Fixing massive IOWAIT: double LUKS, VM-nested AES-NI

Hi!

I’ve noticed a massive all-core utilization when uploading to my Nextcloud VM.

My setup:

  • Xeon E3-1230 v5 (Skylake)
  • VM host is fully LUKS-encrypted, every single storage device
  • 3 HDD spinners, via LUKS, in a ZFS raidz1(RAID5) pool, /storage
  • ZFS slog/l2arc for /storage, on separate SSD, also via LUKS
  • the Nextcloud VM (Linux/KVM) runs entirely off of a raw zvol beneath /storage
  • the Nextcloud VM itself LUKS-encrypts everything, effectively double-crypto

Symptoms:

  • when i upload to the Nextcloud VM, via gigabit, the VM host’s “htop” (with “Display options”>“Detailed CPU time[…]IO-Wait[…]” enabled) displays a massive all-core/thread load in grey bars, >90%. I guess that’s IO-Wait, due to double AES-NI utilization, right?
  • …it’s not?

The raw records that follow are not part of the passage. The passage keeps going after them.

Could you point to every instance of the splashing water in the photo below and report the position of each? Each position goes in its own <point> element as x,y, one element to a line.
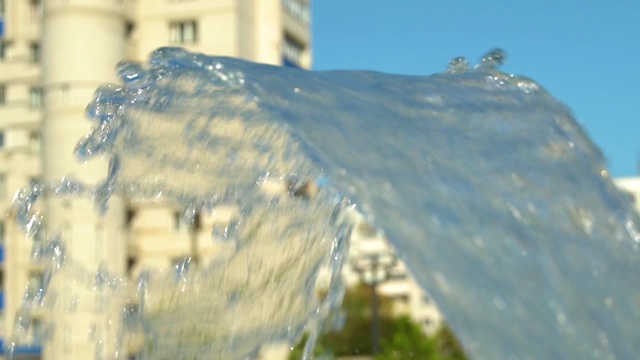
<point>486,186</point>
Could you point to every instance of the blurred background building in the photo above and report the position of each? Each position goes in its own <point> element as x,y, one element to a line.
<point>53,55</point>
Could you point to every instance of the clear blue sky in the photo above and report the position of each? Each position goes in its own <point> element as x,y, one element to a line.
<point>585,52</point>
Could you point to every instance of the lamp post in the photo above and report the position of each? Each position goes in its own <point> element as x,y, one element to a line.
<point>374,268</point>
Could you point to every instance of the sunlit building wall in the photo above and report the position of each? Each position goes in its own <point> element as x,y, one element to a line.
<point>53,54</point>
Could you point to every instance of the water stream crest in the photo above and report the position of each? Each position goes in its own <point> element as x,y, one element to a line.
<point>484,183</point>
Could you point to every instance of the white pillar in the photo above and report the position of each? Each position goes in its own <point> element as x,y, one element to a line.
<point>82,40</point>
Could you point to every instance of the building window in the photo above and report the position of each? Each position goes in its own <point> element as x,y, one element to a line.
<point>3,185</point>
<point>35,142</point>
<point>298,9</point>
<point>183,32</point>
<point>4,49</point>
<point>35,52</point>
<point>35,98</point>
<point>35,9</point>
<point>66,96</point>
<point>291,51</point>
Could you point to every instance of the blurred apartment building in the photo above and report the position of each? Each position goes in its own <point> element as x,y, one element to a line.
<point>53,55</point>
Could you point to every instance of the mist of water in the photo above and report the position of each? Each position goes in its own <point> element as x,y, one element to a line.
<point>487,187</point>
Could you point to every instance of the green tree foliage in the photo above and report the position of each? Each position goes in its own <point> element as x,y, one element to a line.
<point>407,341</point>
<point>401,338</point>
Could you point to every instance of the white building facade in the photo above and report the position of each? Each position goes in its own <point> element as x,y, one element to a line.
<point>53,55</point>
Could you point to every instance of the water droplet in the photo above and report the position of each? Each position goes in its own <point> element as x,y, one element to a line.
<point>458,65</point>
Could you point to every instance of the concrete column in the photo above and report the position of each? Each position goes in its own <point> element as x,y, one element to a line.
<point>82,40</point>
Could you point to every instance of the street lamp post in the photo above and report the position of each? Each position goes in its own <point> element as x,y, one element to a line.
<point>374,269</point>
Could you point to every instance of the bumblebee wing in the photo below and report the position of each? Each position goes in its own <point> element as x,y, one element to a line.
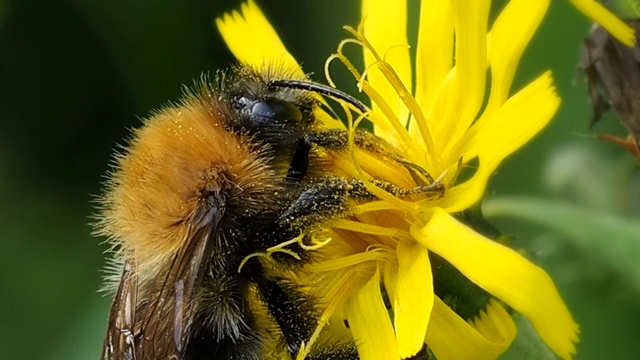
<point>119,341</point>
<point>165,320</point>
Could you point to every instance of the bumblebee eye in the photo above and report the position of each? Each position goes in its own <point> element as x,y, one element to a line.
<point>272,111</point>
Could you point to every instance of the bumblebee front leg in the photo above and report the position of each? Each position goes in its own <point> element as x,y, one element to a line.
<point>338,140</point>
<point>330,198</point>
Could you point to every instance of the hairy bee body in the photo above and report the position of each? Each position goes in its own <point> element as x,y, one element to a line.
<point>201,186</point>
<point>233,170</point>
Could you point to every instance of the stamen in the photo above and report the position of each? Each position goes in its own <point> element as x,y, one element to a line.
<point>405,95</point>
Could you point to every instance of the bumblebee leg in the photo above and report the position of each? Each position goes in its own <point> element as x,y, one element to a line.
<point>294,313</point>
<point>330,197</point>
<point>296,316</point>
<point>338,140</point>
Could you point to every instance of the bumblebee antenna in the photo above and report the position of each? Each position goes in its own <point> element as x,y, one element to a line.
<point>320,89</point>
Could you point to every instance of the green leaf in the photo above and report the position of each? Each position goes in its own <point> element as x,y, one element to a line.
<point>612,239</point>
<point>527,344</point>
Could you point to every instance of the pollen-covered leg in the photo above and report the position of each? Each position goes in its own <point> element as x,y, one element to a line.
<point>330,198</point>
<point>338,140</point>
<point>296,316</point>
<point>334,352</point>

Why? What else?

I don’t actually NEED that Nextcloud VM to be double-encrypted, since it’s in the same “thread model” category/level as the VM host itself …which already has encryption for all of it’s data-at-rest.

Questions:

  • Can i reasonably expect increased performance, by setting up a fresh Nextcloud VM, without LUKS-crypto …just plain XFS?
  • EXT4, with its “ext4lazyinit” kernel thread, seems to be a little IOPS/capacity hogger. Quite a nuisance, imho, so none of that rubbish; XFS all the way! (mkfs, and be done!)